In this connection, our age, it may turn out, resembles the classic age of appeasement, the 1930s, when the Western democracies (and the Soviet Union) were ranged against, but preferred not to confront, Nazi Germany and its allies, Fascist Italy, and expansionist Japan. During that decade, Hitler’s inexorable martial, racist, and uncompromising mindset was misread by Western leaders, officials, and intellectuals—and for much the same reasons. Living in unideological societies, they could not fathom the minds and politics of their ideologically driven antagonists. The leaders and intellectuals of the Western democracies, educated and suffused with liberal and relativist values, by and large were unable to comprehend the essential “otherness” of Hitler and ended up fighting him, to the finish, after negotiation and compromise had proved useless.
Another problem for Westerners is that the Palestinians, by design or no, speak to them in several voices. Hamas, which may represent the majority of the Palestinian people and certainly has the unflinching support of some 40 percent of them, speaks clearly. It openly repudiates a two-state solution. Hamas leaders, to bamboozle naïve (or wicked) Westerners like Henry Siegman, occasionally express a tactical readiness for a long-term truce under terms that they know are unacceptable to any Jewish Israelis (complete Israeli withdrawal to the 1967 borders and acceptance of the refugees’ “Right of Return”), but their strategic message is clear, echoing the Roman statesman Cato the Elder: “Israel must be destroyed.”
The secular Palestinian leadership looks to a similar historical denouement but is more flexible on the tactics and pacing. They express a readiness for a two-state solution but envision such an outcome as intermediate and temporary.

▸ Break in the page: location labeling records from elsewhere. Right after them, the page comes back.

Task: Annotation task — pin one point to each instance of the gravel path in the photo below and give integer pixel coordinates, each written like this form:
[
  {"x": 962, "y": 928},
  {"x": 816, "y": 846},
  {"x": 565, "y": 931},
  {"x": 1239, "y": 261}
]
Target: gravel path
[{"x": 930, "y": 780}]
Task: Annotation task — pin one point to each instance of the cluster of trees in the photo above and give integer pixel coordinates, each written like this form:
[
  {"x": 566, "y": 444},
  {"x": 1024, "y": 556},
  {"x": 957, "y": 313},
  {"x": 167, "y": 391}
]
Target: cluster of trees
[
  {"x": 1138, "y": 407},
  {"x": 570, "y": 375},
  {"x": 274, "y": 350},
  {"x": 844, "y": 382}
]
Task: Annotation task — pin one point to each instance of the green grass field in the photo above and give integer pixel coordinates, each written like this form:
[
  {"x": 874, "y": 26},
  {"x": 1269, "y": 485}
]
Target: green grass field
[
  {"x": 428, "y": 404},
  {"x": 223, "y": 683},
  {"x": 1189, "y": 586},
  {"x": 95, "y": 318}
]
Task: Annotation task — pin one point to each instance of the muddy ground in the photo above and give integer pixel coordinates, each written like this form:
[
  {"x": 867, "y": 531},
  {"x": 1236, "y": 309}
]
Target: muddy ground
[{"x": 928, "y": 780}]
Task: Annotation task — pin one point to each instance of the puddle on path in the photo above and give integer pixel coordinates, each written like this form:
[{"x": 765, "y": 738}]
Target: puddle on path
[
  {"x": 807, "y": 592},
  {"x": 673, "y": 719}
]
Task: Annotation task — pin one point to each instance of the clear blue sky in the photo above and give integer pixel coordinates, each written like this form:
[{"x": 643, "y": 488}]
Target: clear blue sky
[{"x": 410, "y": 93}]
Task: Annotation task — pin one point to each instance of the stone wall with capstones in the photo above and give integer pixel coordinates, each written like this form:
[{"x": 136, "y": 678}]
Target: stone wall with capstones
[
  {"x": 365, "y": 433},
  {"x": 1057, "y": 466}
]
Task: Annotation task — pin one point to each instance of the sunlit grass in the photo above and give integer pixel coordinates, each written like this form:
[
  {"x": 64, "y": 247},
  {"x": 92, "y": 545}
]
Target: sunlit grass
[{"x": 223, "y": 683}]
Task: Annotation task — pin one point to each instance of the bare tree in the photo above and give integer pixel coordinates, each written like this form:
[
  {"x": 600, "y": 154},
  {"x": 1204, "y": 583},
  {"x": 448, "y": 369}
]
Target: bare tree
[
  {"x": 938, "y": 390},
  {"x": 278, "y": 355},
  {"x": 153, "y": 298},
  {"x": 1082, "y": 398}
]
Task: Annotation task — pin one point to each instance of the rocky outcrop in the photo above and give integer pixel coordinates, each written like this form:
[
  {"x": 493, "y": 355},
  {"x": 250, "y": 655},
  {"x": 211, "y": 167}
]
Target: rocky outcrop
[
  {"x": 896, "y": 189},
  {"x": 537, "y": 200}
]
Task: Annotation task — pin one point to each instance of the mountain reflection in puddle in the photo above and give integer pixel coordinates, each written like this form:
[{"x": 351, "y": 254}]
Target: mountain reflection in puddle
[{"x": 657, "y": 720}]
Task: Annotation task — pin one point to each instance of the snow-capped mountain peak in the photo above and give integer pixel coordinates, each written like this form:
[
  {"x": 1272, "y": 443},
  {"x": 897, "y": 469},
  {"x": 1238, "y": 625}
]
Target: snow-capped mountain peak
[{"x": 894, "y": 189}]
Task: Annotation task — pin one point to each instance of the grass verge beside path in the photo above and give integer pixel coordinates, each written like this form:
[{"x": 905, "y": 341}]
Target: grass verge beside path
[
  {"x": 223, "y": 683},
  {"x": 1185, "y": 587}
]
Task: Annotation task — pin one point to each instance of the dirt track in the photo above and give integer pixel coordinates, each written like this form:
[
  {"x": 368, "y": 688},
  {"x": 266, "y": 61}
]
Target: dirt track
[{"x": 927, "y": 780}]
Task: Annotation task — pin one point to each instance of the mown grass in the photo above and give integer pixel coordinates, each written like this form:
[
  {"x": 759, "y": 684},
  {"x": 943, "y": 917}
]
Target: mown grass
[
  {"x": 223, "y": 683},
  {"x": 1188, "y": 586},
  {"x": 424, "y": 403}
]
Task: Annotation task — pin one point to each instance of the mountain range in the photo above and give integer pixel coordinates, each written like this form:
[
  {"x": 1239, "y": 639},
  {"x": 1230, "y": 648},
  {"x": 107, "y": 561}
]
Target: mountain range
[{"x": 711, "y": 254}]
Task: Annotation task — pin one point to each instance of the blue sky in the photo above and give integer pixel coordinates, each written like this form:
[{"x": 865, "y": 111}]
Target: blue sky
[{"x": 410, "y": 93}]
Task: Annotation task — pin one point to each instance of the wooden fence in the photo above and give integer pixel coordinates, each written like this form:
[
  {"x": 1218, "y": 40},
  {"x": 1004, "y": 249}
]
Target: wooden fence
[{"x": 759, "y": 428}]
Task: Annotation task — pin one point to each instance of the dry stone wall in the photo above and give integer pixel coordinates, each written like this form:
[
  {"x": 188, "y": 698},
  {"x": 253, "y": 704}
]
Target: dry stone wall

They speak of two states, a Palestinian Arab West Bank-Gaza-East Jerusalem state and another state whose population is Jewish and Arab and which they believe will eventually become majority-Arab within a generation or two through Arab procreation (Palestinian Arab birth-rates are roughly twice those of Israeli Jews) and the “return” of Palestinians with refugee status. This is why Fatah’s leaders, led by Palestine National Authority President Mahmoud Abbas, flatly reject the Clintonian formula of “two states for two peoples” and refuse to recognize the “other” state, Israel, as a “Jewish state.” They hope that this “other” state will also, in time, be “Arabized,” thus setting the stage for the eventual merger of the two temporary states into one Palestinian Arab-majority state between the River and the Sea.